I happened upon Steven Covey’s 7 Habits of Highly Effective People and ever since reading this sentence very early in the book, I feel like a weight has been lifted.  Covey says “We see the world not as it is, but as we are-or as we are conditioned to see it."
Yes!  The way I choose to live my life is not “right” or “wrong”, or “good” or “bad”.   It just IS. 

I have spent much of my life being a “pleaser”.  Therefore, when other people disagree with me, I automatically become defensive.  What is wrong with me?  What is wrong with them?  The truth is that nothing is “wrong” with either of us; we just see things differently.  Aha!  I don’t have to worry about what others think, and I can even appreciate their opinions!   Wow, such a simple, life changing shift in thought.   Covey calls this difference in thinking a “paradigm shift”. 

I had my first paradigm shift after I first started running with a group of homeless runners in a Run On! sponsored program.   Going into the program I was admittedly a bit scared, and more than a bit judgmental.  I assumed that if you work hard, you would reap the benefits, for this is what I had always been taught.  This was my experience growing up in a disciplined family.    Through this program however, I learned that people are the same, we have just been dealt different cards.  Not right, not wrong….just different. 
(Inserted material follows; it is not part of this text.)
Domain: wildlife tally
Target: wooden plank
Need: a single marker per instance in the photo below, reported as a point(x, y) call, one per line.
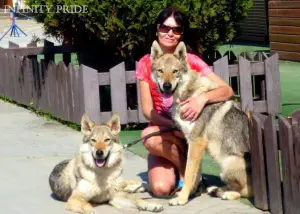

Each person has their own perspective on life, and only when we learn to appreciate and embrace our differences, will we become a more interdependent (and successful) society. 

I look forward to the lessons that this book offers.  I look forward to a change in perception, and to stepping out of the “social” expectations that stifle me. 
After all, nobody’s perfect…but …what does “perfect” mean anyway?